Another advantage of rails-to-trails paths is that railroads built LOTS of small–and sometimes not-so-small–bridges over the multitude of rivers, creeks, and brooks that would otherwise make cycling through the Midwest awkward. They needed these bridges in out of the way areas because many small railroad lines were created to carry coal from coal mines to the cities and towns. Coal was so often discovered in generally inconvenient locations–troublesome for railroads and coal producers, but in the end it’s worked out well for bicyclists.

…and eventually into a small town with a bicycle brew pub.

That brings me back to bicycle brew pubs. We have a lot of them. Hell, we have three in my small community. The Iowa Beer organization released a map in 2019 showing the location of 85 bike trail beer pubs. It’s a tad out of date, of course.

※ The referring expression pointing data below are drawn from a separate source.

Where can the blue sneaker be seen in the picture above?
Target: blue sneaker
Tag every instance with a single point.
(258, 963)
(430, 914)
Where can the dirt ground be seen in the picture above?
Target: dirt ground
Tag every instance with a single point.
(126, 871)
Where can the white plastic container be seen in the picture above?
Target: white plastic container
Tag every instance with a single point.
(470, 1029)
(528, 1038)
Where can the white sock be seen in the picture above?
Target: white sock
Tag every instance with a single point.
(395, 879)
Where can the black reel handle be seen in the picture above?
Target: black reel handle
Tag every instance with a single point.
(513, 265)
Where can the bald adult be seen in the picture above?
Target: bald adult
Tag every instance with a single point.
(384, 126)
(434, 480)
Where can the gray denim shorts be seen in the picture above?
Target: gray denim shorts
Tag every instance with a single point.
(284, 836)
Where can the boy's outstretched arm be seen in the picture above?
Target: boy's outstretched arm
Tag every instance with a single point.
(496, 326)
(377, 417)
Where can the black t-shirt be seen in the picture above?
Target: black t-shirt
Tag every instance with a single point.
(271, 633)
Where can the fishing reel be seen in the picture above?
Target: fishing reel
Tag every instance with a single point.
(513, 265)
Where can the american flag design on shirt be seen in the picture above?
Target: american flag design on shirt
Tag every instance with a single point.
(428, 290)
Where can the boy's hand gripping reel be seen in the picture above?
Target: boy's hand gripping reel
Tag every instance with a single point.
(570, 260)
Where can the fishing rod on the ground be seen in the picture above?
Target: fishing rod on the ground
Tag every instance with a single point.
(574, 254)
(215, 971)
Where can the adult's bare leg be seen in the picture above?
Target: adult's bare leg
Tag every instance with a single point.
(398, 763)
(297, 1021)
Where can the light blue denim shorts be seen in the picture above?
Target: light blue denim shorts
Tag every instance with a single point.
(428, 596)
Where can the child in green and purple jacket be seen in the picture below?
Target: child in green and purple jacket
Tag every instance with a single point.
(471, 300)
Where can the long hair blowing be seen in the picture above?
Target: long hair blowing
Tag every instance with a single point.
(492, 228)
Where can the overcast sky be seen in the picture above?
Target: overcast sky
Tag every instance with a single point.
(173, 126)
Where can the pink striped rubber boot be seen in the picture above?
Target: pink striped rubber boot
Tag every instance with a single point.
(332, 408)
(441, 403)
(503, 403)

Although the pandemic was hard on most taverns and restaurants, it had the effect of making bicycles increasingly popular. If you have a bicycle, you often want to ride to a destination; small town bicycle brew pubs seem to have weathered the pandemic fairly well. I suspect there may be a few more bike brew pubs now than before the pandemic.

Iowa Beer Trail breweries in 2019

The path I took yesterday follows most of the route for the upcoming Beer 30 ride–a 30-mile round-trip cycling event that starts at the Uptown Garage Brewing Company then follows the trail to the small town of Bondurant, Iowa and the Reclaimed Rails Brewing Company, which is located just out of the frame of the photograph at the top of this post. The Beer 30 ride then returns to the Uptown Garage. Dozens of organized beer trail events like this take place in Iowa. Some are annual events, some are weekly.

I’ve no idea how many riders will be attending the Beer 30. At least a hundred. Maybe two or three times that number. I’ll be one of them.